مَنْ قَامَ رَمَضَانَ إيْمَا نًا وَاحْتِسَابًا غُفِرَ لَهُ مَا تَقَدَّمَ مِنْ ذَنْبِهِ
(barang siapa yang beribadah dengan iman dan Ikhlas maka Allah akan mengampuni dosa-dosanya yang telah lalu)
Di pertengahan Ramadhan biasanya kita mengadakan Nuzul Alquran, sebagai bagian dari kemuliaan Ramadhan yang harus dikenang, diapresiasi, sehingga nilai-nilai Alquran sebagai pedoman bagi seorang muslim tetap terpatri bahkan semakin meningkat dengan adanya Ramadhan. Terutama sebagai seorang guru, kyai, dosen tidak hanya memikirkan diri sendiri, tetapi juga harus memikirkan generasi-generasi didik kita supaya tetap memegang teguh Alquran sebagai kitab suci yang harus dibaca setiap hari, dipedomani, sebagai sumber ilmu. Maka kita mengajak semua insan untuk menyiapkan generasi-generasi muslim yang shalih pasca kita, 20 tahun yang akan datang atau lebih, adakah mereka-mereka masih tetap memegang ajaran-ajaran Alquran sebagaimana yang kita lakukan. Kita tidak boleh hanya memikirkan diri sendiri menjadi orang yang shalih, tetapi anak didik kita, santri, masyarakat semakin hari gagap untuk menjadikan Alquran yang suci, harus dimuliakan, dibaca, dipedomani dan selanjutnya.

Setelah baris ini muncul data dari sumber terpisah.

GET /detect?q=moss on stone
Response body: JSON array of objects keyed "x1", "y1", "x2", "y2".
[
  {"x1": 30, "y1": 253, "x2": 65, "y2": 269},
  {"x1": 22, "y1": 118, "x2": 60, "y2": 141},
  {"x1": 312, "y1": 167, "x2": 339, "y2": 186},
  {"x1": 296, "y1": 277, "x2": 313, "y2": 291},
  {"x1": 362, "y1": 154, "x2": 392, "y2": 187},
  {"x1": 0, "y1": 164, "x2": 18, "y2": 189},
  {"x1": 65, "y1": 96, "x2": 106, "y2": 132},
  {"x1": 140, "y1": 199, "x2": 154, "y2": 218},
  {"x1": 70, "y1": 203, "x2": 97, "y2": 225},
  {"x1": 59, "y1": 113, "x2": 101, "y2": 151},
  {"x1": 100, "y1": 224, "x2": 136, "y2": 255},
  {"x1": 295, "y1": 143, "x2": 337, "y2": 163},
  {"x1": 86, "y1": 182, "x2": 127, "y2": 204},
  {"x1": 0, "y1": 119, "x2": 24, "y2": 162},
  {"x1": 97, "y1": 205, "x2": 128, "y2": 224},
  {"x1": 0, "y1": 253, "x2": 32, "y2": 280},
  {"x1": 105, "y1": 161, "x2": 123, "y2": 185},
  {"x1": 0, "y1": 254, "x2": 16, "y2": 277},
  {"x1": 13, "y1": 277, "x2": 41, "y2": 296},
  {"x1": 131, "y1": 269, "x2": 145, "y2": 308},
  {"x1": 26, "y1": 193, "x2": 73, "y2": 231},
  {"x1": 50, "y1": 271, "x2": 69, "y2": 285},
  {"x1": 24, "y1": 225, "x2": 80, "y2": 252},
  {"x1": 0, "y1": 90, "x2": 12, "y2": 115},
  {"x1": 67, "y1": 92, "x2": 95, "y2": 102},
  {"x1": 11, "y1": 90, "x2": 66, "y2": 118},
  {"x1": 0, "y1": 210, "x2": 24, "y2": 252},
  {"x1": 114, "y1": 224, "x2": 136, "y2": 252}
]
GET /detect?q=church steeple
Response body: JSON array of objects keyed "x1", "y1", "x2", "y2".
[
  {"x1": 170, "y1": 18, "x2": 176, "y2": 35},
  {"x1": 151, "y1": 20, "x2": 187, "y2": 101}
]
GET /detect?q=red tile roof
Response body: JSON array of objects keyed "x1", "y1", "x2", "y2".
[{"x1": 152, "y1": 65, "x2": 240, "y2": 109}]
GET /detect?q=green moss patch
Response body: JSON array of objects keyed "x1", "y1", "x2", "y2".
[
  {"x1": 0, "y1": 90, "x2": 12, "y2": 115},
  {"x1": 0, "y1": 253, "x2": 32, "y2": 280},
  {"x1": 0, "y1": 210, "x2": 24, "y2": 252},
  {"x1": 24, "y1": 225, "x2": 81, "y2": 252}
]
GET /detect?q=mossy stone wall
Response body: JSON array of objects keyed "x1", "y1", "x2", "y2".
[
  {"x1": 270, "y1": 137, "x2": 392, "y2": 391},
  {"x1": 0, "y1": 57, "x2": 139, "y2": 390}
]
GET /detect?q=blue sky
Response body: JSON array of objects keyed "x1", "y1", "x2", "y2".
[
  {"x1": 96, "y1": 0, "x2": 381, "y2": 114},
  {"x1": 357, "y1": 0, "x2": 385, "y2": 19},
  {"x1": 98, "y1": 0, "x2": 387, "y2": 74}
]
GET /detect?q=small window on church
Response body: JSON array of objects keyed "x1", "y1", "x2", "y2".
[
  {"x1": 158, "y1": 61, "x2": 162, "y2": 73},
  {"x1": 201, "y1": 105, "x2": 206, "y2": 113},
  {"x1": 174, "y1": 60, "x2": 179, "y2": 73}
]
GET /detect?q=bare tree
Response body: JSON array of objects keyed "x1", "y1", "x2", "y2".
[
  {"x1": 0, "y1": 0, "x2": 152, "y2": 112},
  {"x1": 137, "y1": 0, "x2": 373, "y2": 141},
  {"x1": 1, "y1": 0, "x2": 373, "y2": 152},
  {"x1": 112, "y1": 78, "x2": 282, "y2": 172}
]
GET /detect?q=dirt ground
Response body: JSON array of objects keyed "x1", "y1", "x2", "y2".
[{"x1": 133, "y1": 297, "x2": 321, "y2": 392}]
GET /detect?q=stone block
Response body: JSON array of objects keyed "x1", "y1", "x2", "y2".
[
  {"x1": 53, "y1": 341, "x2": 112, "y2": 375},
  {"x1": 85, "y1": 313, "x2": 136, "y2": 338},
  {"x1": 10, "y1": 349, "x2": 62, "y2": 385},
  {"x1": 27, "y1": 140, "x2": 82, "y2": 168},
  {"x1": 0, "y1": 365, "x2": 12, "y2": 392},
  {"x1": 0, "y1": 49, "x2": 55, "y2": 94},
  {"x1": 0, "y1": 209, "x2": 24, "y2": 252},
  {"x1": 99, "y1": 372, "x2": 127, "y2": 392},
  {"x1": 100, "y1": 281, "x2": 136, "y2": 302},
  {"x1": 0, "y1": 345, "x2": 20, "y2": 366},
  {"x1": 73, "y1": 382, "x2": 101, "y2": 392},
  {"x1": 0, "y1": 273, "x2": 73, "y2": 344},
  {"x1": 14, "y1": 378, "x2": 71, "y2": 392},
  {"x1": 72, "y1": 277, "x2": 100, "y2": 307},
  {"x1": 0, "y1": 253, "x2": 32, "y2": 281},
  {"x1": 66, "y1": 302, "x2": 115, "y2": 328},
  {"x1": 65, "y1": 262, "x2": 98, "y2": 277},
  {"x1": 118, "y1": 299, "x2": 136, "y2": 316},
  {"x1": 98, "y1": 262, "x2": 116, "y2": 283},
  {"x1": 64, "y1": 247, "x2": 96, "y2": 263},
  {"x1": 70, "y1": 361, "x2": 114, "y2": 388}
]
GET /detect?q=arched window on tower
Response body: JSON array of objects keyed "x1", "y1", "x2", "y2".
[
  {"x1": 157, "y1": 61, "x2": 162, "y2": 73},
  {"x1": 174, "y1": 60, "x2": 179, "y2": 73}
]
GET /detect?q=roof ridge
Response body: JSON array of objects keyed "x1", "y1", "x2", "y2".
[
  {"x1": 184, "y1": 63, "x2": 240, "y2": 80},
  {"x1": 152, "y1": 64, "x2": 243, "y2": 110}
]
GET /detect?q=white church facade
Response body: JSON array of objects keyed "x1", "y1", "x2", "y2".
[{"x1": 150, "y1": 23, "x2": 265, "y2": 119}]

Acara selanjutnya adalah khataman beberapa kitab yang dibaca sambil menutup acara ramadhan, memberikan nasehat kepada para santri untuk berbakti kepada kedua orang tua, menunjukkan kepada mereka bahwa para santri pulang dari pesantren membawa ilmu, membawa akhlaqul karimah di hadapan mereka, itulah harapan para orang tua selama memondokan anaknya di pesantren. Mereka ingin melihat bahwa setelah sekian tahun di pesantren anak-anaknya ada perubahan-perubahan yang nyata di hadapannya. Mungkin jarang orang tua yang akan melakukan ujian atau ngetes anaknya tentang kemampuan intelektualnya, tetapi perilaku tiap hari dari seorang santri kita pulang sudah menjadi bukti bagi mereka bahwa anak-anaknya adalah min al-shalihin dan shalihat. Ini sudah membahagiakan. Mereka melihat anaknya rajin berjamaah di rumah, patuh terhadap semua perintahnya, rajin membaca Alquran, selalu memakai bahasa-bahasa yang halus, bisa bergaul dengan semua keluarga dan masyarakat sekitarnya, bahkan mungkin sebagian santri juga dapat menjadi pemimpin-pemimpin di lingkungannya masing-masing. Sebagaimana sebuah dawuh, “Sayyid al-qawmi khadimuhum”, para pemimpin itu adalah pelayan bagi kaumnya. Santri sesudah pulang dapat mengajarkan ilmunya, transformasi ilmu pengetahuan agamanya untuk orang sekitarnya, menjadi masyarakat rajin beribadah, rajin mengaji, menjadi komunitas santri yang patut kepada ajaran Allah, Rasulullah dan nasehat para kyai dan ulama.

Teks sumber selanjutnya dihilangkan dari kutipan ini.